Po I Wojnie Światowej Śląsk Cieszyński stał się przedmiotem konfliktu między Polską a Czechosłowacją. Początkowo były negocjacje, mediacje, planowano plebiscyt. Kiedy wojsko polskie było zaangażowane w walki na wschodzie, armia czechosłowacka wykorzystała ten czas do wbicia nam noża w plecy. Zorganizowana siłami społecznymi ochotnicza Milicja Polska Księstwa Cieszyńskiego, mimo bohaterskiej walki, przegrała z regularnymi i czterokrotnie silniejszymi siłami przeciwnika. Ustalona wtedy granica na Olzie została uznana w 1920 r. przez państwa Ententy. W 1938 r. odbiliśmy Zaolzie też w mało chwalebnych okolicznościach, bo wtedy, gdy Niemcy zabierali im Sudety. W konflikcie o Śląsk Cieszyński — moim zdaniem — dla obu stron, hańbiące było nie tyle użycie siły, ile właśnie okoliczności, w których wbijaliśmy sobie nóż w plecy.

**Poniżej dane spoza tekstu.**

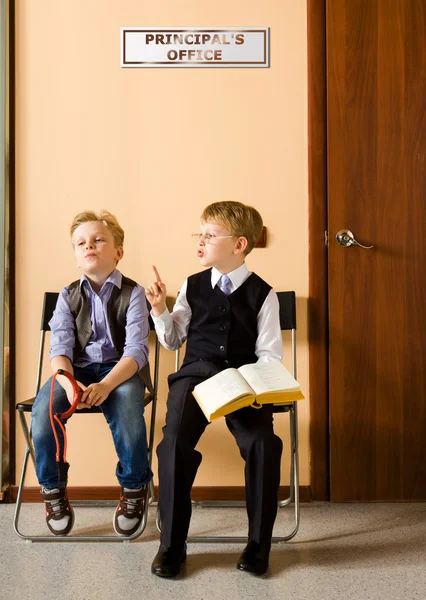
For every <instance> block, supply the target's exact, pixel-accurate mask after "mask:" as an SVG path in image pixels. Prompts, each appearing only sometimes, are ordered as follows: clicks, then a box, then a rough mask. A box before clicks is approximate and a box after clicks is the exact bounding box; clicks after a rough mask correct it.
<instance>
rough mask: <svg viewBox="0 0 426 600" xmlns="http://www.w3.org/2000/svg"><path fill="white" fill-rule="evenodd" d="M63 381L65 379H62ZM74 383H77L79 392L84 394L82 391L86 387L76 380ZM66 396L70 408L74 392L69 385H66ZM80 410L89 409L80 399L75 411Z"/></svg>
mask: <svg viewBox="0 0 426 600" xmlns="http://www.w3.org/2000/svg"><path fill="white" fill-rule="evenodd" d="M63 379H65V377H63ZM76 382H77V385H78V387H79V388H80V389H81V391H82V392H84V390H85V389H86V386H85V385H84V383H81V381H77V380H76ZM67 383H69V382H68V380H67ZM66 394H67V399H68V402H69V403H70V406H71V405H72V403H73V402H74V390H73V388H72V386H71V385H67V388H66ZM80 408H90V407H89V406H88V405H87V404H84V403H83V402H82V401H81V399H80V403H79V404H78V405H77V410H79V409H80Z"/></svg>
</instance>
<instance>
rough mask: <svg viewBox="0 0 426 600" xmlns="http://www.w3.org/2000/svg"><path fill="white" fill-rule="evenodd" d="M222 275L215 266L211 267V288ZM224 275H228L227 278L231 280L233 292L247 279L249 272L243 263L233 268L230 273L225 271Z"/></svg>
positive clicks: (216, 282)
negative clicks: (211, 273) (227, 272)
mask: <svg viewBox="0 0 426 600" xmlns="http://www.w3.org/2000/svg"><path fill="white" fill-rule="evenodd" d="M222 275H223V273H221V272H220V271H218V270H217V269H216V268H215V267H212V288H214V287H215V285H216V284H217V282H218V281H219V279H220V278H221V277H222ZM226 275H228V277H229V279H230V280H231V282H232V291H233V292H234V291H235V290H236V289H237V288H239V287H240V285H241V284H242V283H243V282H244V281H245V280H246V279H247V277H248V276H249V275H250V273H249V270H248V269H247V265H246V263H243V264H242V265H241V266H240V267H238V268H237V269H234V270H233V271H231V272H230V273H226Z"/></svg>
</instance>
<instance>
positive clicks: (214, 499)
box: [9, 485, 312, 502]
mask: <svg viewBox="0 0 426 600" xmlns="http://www.w3.org/2000/svg"><path fill="white" fill-rule="evenodd" d="M157 492H158V489H157V486H155V497H157ZM17 495H18V486H16V485H13V486H11V487H10V494H9V501H10V502H16V497H17ZM68 495H69V498H70V500H116V499H117V498H118V497H119V495H120V488H119V487H118V486H113V485H111V486H105V487H102V486H96V487H86V486H84V487H83V486H81V487H79V486H69V487H68ZM288 495H289V486H285V485H284V486H281V487H280V490H279V493H278V499H279V500H284V499H285V498H288ZM299 496H300V501H301V502H311V500H312V494H311V487H310V486H309V485H302V486H300V487H299ZM191 497H192V499H193V500H196V501H198V502H200V501H203V500H204V501H207V500H209V501H212V500H244V497H245V495H244V486H242V485H241V486H238V485H236V486H195V487H193V488H192V493H191ZM22 501H23V502H41V499H40V488H39V487H38V486H33V487H26V488H24V493H23V495H22Z"/></svg>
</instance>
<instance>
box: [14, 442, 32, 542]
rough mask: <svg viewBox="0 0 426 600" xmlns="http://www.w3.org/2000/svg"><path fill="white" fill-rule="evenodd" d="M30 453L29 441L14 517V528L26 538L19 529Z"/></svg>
mask: <svg viewBox="0 0 426 600" xmlns="http://www.w3.org/2000/svg"><path fill="white" fill-rule="evenodd" d="M30 455H31V451H30V446H29V445H28V443H27V445H26V447H25V453H24V460H23V462H22V470H21V477H20V480H19V487H18V495H17V497H16V506H15V515H14V517H13V528H14V530H15V532H16V533H17V534H18V535H19V537H20V538H22V539H24V540H26V539H28V537H27V536H26V535H24V534H23V533H21V532H20V531H19V526H18V523H19V514H20V512H21V504H22V494H23V491H24V481H25V474H26V472H27V466H28V458H29V456H30Z"/></svg>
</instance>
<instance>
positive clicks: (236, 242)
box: [234, 237, 248, 254]
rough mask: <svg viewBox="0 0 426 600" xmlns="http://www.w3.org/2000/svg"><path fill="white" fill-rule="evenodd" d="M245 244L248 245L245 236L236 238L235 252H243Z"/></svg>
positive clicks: (235, 244) (237, 252) (246, 245)
mask: <svg viewBox="0 0 426 600" xmlns="http://www.w3.org/2000/svg"><path fill="white" fill-rule="evenodd" d="M247 246H248V241H247V238H245V237H239V238H238V240H237V241H236V244H235V247H234V252H235V254H239V253H240V252H245V250H246V248H247Z"/></svg>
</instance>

Po ostrym konflikcie Czesi chcieli pokazać „czeskość” Śląska Cieszyńskiego a Polacy jego „polskość”. Nie było więc już miejsca na kresowość. Kiedy byłem kilkanaście lat temu w czeskim Cieszynie, na ulicach i w hospodach czułem taką samą atmosferę jak w innych czeskich miastach. Podobnie nasz Cieszyn stał się „standardowo” polski, a gdzie jest narodowy standard, tam już nie ma Kresów.